Friday, June 17, 2016

I Fear For My Children's Future

As I grieve with the rest of the country over what happened in Orlando last Sunday, I'm also consumed with fear. That fear is primarily focused on my children and their future

What sort of world will they grow up in? What sort of catastrophic events will they witness? Will they ever be touched by the evil that we're seeing now? Do they even have a future?

I've sobbed about these very questions and more on more than one occasion. What keeps my tears flowing is that this misguided hatred towards my American brothers and sisters - including my children - will never go away. And what's even more bleak, is that no one has any solutions to fix the problem. They're all afraid too, so it seems.

I now worry that as my daughter gains increasing independence, my fear will go beyond who she spends time with, where she's going and who's car is she riding in.
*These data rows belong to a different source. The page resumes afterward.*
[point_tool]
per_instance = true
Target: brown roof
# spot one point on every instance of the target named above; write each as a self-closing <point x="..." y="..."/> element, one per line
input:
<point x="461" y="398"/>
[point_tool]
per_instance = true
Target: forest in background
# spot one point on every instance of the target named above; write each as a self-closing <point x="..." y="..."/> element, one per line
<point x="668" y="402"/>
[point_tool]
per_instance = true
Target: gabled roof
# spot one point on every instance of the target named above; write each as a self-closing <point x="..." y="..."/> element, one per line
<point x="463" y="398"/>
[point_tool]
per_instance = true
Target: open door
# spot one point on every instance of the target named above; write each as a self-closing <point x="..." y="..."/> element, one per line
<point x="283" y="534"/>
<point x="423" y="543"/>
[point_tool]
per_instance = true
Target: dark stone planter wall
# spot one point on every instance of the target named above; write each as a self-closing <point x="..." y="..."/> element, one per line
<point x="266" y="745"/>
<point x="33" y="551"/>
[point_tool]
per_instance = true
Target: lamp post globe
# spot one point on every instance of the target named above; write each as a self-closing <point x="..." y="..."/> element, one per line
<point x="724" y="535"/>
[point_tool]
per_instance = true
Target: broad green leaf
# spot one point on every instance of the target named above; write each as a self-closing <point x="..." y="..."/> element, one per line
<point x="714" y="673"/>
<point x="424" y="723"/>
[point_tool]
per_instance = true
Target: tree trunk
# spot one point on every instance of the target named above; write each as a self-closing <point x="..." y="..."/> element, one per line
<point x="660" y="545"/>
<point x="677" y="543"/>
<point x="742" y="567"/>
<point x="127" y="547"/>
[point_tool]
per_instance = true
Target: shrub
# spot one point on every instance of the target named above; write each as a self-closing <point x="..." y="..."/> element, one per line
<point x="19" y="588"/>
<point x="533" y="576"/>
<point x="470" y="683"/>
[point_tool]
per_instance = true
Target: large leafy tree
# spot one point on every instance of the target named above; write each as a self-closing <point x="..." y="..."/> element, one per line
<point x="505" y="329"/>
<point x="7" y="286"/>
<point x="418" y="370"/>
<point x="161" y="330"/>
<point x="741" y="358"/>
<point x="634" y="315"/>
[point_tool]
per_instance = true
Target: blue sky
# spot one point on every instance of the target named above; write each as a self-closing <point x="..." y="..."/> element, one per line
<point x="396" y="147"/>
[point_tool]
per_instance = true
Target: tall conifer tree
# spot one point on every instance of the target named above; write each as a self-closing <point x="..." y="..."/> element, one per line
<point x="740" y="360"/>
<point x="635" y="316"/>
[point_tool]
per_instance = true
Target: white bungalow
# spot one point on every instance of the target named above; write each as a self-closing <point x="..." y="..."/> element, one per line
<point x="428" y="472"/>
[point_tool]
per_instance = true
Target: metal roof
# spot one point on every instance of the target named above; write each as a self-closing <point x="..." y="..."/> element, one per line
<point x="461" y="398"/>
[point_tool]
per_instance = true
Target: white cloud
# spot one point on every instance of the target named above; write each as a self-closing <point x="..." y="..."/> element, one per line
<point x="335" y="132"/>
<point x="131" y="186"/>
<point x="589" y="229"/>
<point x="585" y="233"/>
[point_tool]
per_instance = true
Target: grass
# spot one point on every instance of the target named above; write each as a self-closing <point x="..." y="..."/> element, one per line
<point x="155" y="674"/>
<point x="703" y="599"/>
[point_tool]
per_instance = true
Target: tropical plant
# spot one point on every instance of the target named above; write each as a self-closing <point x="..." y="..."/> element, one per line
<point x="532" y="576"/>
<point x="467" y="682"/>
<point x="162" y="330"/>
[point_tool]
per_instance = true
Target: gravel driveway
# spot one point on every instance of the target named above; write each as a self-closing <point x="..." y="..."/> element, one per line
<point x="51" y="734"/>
I'll also wonder if she'll be a target at her school's next field trip to the zoo or whether she'll simply be at the wrong place at the wrong time when evil rears its ugly head again.

There's another, different fear that's specific for my young son.

It recently dawned on me that when he's 18, he'll have to register for Selective Service. Who knows what the state of our nation will be then, but there's a nagging thought in my head that one day, my son could be forced into war regardless of his choice. That scares me tremendously.

I've hugged my kiddos extra tightly these last few days in between moments of despair - thinking of the parents and loved ones left behind from Sunday's massacre. I'm somewhat at a loss on how to move forward, knowing that another attack on our culture, values and way of life is just a matter of time. The only thing that I can do is to love my kids hard and try to do so with patience, compassion and joy. None of that will protect me or my family from evil, but at least it will shift our main focus from fear to happiness.